Fire officials are warning people not to be complacent about fire despite the relatively mild year, as some of the most destructive and fast moving fires in California history have started in the Autumn months.
In perhaps the best sign that conditions have improved dramatically in the fight against the Northwestern California lightning fires, the Forest Service has lifted fire restrictions on the Klamath National Forest. That means that visitors can again have campfires outside of developed campgrounds and recreation sites, although campfire permits are required. Restrictions remain in effect on the Shasta-Trinity and Six Rivers National Forests. Cal-Fire areas also remain under restrictions.
People downstream or downhill from fire damaged areas are still urged to be alert for flash flooding and mudslides as rain is in the forecast.
The Happy Camp Complex is nearly cold, with the 7,600 acre Ufish fire 83% contained and the 13,650 acre Elliot Fire 80% contained.
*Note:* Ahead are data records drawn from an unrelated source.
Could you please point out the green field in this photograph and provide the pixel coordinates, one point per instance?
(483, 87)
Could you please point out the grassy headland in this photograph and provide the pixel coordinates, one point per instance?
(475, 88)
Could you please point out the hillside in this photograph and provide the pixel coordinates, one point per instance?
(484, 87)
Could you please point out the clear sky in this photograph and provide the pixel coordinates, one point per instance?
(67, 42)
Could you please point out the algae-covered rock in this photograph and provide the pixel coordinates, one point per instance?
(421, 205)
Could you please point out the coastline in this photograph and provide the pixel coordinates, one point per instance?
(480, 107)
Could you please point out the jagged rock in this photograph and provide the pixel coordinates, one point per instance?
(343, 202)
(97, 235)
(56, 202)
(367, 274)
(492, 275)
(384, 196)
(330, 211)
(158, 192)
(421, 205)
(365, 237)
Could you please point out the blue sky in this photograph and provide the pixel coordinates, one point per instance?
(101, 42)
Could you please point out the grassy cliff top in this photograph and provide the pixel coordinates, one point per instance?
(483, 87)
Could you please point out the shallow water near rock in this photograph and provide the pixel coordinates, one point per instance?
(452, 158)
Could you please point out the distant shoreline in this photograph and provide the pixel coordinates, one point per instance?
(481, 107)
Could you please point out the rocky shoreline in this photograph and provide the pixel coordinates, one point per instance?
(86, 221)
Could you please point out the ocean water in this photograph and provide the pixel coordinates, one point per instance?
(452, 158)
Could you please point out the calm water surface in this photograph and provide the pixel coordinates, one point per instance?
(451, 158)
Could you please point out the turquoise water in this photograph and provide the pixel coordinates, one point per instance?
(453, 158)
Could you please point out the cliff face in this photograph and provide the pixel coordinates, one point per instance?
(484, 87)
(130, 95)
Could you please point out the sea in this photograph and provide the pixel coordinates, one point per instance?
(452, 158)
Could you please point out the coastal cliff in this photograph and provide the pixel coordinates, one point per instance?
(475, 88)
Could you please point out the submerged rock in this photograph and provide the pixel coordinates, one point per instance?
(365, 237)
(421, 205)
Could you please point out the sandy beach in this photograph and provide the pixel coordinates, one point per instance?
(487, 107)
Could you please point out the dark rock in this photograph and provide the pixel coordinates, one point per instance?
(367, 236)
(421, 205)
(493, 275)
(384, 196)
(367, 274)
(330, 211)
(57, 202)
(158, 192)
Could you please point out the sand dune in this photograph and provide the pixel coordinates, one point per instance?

The 9 destroyed structures and one civilian fatality in the complex were on the fully contained Head Fire.
The Pearch Fire east of Orleans has burned 12,100 acres and is now 31% contained.
There’s still some growth on the several fires within the Mosquito Fire Complex, having burned more than 33,319 acres with containment of 10%.
The Smith River Complex in Del Norte County is 94,600 acres with containment of 85%.